In the end, it all came down to every baseball-playing kid's dream: to come up to bat in the bottom of the ninth, with the score tied in game seven of the World Series -- against the New York Yankees, of course -- facing Mariano Rivera, arguably the best closer in the game. Get a hit, you're a hero, your name goes in the record books, and countless babies will be named for you. Hit into a double-play, giving the Bronx Bombers their fourth championship in a row, and your name is banished to ignominy, a dark spot forever on the family escutcheon, the sins of their father to be visited upon your children.
Choices: For Luis Gonzalez, that was the choice. It was crystal clear. There was a right way and a wrong way; success or failure; the trip to Disney World or a winter in seclusion watching Disney reruns with the kids.
Gonzo was no inexperienced rookie; he'd played for years with Houston, put in a season and a half with the Cubs, and a season with Detroit before coming to Arizona and was regarded as a solid hitter. But he'd been hitless in his first four at bats in game seven, despite a .325 average in the regular season. Still at 32, he had the kid's dream of bottom-of-the-ninth heroics.
The Arizona Diamondbacks were an unlikely World Series contender: an expansion team in only its fourth year with a coach, Bob Brenley, in his first year. Somehow, they'd managed to capitalize on home field advantage and beaten the Yankees in the first two games. But in the next three, back home in Yankee Stadium, the hope of New Yorkers showed the young upstarts from the desert just how the game was played -- stealing games three and four with home runs to tie in the bottom of the ninth and going on to win in extra innings.
But game six was another story. Like the Phoenix namesake of their city, the Diamondbacks arose from the ashes and soared above the Yankees, 15-2, with every player getting a hit, even pitcher Randy Johnson.
What a game: The seventh game was about as pure baseball as the game can be. Arizona's Curt Schilling starting for the third time in a do-or-die rotation that would have killed a lesser talent in the regular season, was up against the Yankees' Roger Clemens.
Five and a half innings of scoreless ball. Bottom of the sixth: one run scores. Top of the seventh: the game is even. Top of the eighth: Soriano homers to put the Yankees ahead 2-1, and Randy Johnson, with less than 24 hours since his dominating victory in game six, is called to pitch in relief. Bottom of the eight: in comes Rivera, and so much for the Diamondbacks.
It should have been over then, with the Yankees ahead going into the ninth, with the had-to-be-exhausted Johnson against the ace reliever Rivera, the 1999 Series' MVP.

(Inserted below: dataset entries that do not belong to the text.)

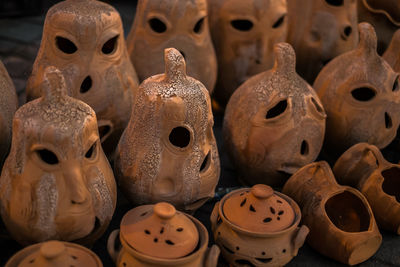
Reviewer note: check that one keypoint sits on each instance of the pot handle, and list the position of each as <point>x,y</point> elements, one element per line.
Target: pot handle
<point>111,245</point>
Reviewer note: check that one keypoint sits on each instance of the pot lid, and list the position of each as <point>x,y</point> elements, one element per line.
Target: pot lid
<point>258,209</point>
<point>55,254</point>
<point>159,231</point>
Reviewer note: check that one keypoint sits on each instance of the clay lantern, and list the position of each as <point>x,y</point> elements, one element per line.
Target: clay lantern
<point>56,182</point>
<point>8,106</point>
<point>244,33</point>
<point>342,225</point>
<point>158,235</point>
<point>362,166</point>
<point>361,96</point>
<point>180,24</point>
<point>84,39</point>
<point>274,123</point>
<point>54,254</point>
<point>257,227</point>
<point>320,30</point>
<point>168,151</point>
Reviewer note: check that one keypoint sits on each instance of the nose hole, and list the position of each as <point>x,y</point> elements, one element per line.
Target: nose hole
<point>86,84</point>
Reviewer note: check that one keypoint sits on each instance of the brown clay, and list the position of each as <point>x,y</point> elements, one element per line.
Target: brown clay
<point>84,39</point>
<point>158,235</point>
<point>56,182</point>
<point>8,106</point>
<point>341,222</point>
<point>362,166</point>
<point>244,34</point>
<point>360,94</point>
<point>320,30</point>
<point>54,254</point>
<point>274,123</point>
<point>168,151</point>
<point>180,24</point>
<point>384,15</point>
<point>257,227</point>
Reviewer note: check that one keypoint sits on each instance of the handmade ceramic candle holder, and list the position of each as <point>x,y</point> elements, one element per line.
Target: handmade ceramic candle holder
<point>257,227</point>
<point>341,222</point>
<point>158,235</point>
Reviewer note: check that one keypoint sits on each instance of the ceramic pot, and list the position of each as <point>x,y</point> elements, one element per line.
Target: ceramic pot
<point>257,227</point>
<point>342,225</point>
<point>274,123</point>
<point>172,112</point>
<point>363,166</point>
<point>54,254</point>
<point>158,235</point>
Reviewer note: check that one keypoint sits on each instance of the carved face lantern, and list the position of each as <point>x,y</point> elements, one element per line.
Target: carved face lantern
<point>328,30</point>
<point>180,24</point>
<point>84,39</point>
<point>361,95</point>
<point>168,151</point>
<point>244,33</point>
<point>56,183</point>
<point>274,123</point>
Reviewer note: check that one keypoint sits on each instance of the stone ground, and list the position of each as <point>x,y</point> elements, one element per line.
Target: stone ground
<point>19,42</point>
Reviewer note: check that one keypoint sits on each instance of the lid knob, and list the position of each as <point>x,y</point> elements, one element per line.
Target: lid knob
<point>262,191</point>
<point>164,210</point>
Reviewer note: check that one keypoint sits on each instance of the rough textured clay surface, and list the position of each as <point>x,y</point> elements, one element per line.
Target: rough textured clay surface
<point>341,222</point>
<point>274,123</point>
<point>56,182</point>
<point>168,151</point>
<point>84,39</point>
<point>180,24</point>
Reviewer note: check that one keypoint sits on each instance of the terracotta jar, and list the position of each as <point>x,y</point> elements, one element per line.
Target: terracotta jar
<point>384,15</point>
<point>361,96</point>
<point>244,33</point>
<point>362,166</point>
<point>84,39</point>
<point>180,24</point>
<point>274,123</point>
<point>56,182</point>
<point>319,31</point>
<point>257,227</point>
<point>54,254</point>
<point>342,225</point>
<point>158,235</point>
<point>8,106</point>
<point>168,151</point>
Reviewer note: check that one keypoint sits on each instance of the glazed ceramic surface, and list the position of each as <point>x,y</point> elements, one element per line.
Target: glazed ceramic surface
<point>56,182</point>
<point>274,123</point>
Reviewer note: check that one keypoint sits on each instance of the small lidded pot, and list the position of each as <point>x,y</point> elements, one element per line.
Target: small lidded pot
<point>54,254</point>
<point>257,227</point>
<point>159,235</point>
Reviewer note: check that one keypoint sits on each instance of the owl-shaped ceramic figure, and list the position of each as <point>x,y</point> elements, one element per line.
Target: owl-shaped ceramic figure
<point>168,151</point>
<point>84,39</point>
<point>181,24</point>
<point>56,182</point>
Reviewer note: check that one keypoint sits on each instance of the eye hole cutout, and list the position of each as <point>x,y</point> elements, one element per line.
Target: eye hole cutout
<point>157,25</point>
<point>65,45</point>
<point>243,25</point>
<point>363,94</point>
<point>47,156</point>
<point>110,46</point>
<point>277,110</point>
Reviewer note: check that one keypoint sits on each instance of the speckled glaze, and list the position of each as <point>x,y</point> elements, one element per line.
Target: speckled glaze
<point>56,182</point>
<point>363,166</point>
<point>274,123</point>
<point>261,231</point>
<point>168,151</point>
<point>180,24</point>
<point>341,222</point>
<point>84,39</point>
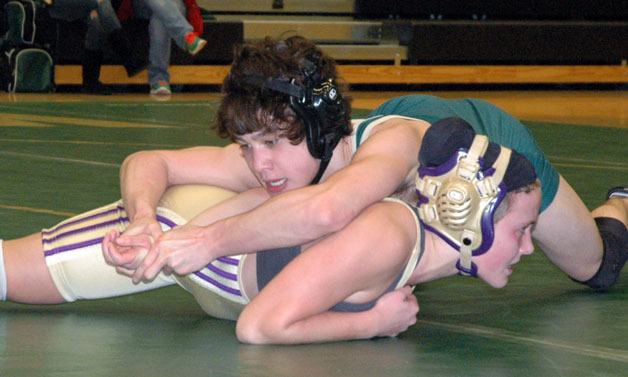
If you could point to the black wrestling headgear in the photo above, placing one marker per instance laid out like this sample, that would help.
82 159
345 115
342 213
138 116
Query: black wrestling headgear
319 106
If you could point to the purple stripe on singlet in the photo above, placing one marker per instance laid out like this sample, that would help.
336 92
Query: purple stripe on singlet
86 229
166 221
91 242
224 274
73 246
77 221
227 260
219 285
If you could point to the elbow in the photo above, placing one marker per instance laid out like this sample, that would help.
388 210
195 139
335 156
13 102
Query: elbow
257 327
249 334
330 213
255 332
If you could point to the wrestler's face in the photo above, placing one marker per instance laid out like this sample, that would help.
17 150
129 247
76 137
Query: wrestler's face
277 164
513 239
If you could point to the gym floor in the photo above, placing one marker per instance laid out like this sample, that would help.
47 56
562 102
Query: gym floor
60 155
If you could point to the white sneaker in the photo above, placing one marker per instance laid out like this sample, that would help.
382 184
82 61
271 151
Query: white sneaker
162 88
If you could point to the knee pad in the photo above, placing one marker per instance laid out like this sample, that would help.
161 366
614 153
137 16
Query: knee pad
3 276
615 240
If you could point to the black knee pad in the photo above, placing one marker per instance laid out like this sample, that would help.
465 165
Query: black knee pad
615 239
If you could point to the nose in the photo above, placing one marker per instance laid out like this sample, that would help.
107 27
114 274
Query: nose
527 246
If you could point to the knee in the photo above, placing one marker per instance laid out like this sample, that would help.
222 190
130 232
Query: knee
615 239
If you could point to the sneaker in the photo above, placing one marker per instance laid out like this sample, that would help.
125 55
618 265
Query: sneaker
194 43
618 192
97 88
162 88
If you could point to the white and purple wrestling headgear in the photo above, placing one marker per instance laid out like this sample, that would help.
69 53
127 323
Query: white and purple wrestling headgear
462 180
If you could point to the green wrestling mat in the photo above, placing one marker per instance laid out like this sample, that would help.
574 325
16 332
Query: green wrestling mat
58 159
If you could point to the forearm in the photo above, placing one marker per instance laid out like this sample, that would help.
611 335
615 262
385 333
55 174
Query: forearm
325 327
294 218
143 180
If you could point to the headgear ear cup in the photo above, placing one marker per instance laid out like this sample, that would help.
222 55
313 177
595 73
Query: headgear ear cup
318 104
459 194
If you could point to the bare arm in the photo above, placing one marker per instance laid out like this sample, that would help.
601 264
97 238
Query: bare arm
146 175
356 264
127 252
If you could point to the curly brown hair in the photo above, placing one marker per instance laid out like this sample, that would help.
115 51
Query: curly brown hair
247 108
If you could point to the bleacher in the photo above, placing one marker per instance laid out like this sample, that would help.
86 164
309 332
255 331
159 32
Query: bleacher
407 41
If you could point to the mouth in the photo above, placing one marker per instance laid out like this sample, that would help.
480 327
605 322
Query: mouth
276 185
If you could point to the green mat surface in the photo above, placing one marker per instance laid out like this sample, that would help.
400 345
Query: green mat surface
62 158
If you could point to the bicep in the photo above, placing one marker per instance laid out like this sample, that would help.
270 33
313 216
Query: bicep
218 166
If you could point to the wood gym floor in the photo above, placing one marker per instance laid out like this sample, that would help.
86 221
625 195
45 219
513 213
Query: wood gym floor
60 155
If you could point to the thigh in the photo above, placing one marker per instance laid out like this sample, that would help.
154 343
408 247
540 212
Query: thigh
567 234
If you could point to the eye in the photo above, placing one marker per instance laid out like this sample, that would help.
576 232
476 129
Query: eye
271 142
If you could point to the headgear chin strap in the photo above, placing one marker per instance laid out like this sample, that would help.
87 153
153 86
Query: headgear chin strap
319 106
457 200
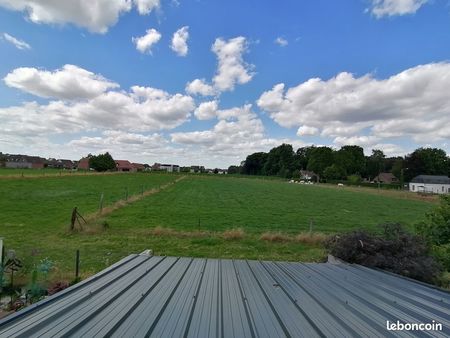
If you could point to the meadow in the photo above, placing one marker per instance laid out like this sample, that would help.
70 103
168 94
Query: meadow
202 216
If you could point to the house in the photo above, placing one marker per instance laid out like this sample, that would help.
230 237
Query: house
151 296
83 164
430 184
25 162
124 165
387 178
138 167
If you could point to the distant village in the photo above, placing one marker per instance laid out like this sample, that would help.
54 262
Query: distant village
18 161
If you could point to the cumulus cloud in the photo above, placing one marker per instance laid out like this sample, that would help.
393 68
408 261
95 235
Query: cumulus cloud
413 103
381 8
281 41
206 110
238 133
199 87
19 44
95 15
86 104
146 6
179 41
231 68
307 131
144 43
68 83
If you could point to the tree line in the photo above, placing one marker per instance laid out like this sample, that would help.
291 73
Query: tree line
348 162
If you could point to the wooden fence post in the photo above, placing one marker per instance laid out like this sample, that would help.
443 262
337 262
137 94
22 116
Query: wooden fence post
77 265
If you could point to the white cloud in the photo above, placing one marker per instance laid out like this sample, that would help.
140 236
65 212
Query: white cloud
19 44
146 6
206 110
144 43
231 68
381 8
95 15
179 41
414 104
199 86
238 133
307 131
68 83
281 41
89 107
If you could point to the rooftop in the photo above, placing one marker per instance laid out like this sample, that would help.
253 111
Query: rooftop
146 295
431 179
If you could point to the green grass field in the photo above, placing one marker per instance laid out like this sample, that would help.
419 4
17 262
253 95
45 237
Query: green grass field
37 172
35 214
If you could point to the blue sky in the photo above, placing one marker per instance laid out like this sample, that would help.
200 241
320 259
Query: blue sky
209 82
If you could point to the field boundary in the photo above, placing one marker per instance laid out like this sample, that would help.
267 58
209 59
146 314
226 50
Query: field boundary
63 173
125 202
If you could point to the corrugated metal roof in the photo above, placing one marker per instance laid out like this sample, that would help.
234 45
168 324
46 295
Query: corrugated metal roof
144 296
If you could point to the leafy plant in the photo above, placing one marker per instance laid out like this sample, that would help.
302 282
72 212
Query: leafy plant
395 251
35 290
436 229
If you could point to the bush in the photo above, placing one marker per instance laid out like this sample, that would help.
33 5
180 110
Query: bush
395 250
436 229
442 254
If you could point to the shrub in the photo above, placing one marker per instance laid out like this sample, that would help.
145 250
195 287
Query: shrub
395 251
233 234
311 238
437 227
275 237
56 287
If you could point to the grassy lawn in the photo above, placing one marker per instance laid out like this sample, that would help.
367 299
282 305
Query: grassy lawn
258 206
35 214
36 172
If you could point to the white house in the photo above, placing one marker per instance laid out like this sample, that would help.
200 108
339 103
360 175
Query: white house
430 184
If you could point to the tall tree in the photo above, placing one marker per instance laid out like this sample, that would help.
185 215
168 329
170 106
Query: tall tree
426 161
302 157
254 164
319 159
102 162
351 159
375 163
280 161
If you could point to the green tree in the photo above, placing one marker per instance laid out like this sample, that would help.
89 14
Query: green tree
375 163
102 162
280 161
426 161
334 172
351 159
302 157
254 164
319 159
234 169
437 226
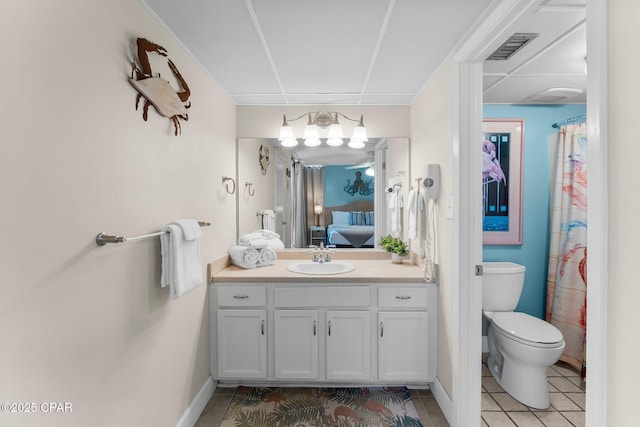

But somebody forgot to tell the Diamondbacks that the Series was over. Someone forgot to tell them that bottom-of-the-ninth heroics were reserved for the Yankees. And somebody forgot to tell Gonzalez that World Series dreams were only for little kids.
And Johnson got win number three, Schilling and Johnson shared the Series' MVP, and Gonzalez got to reassure every Little Leaguer in the world that dreams really can come true.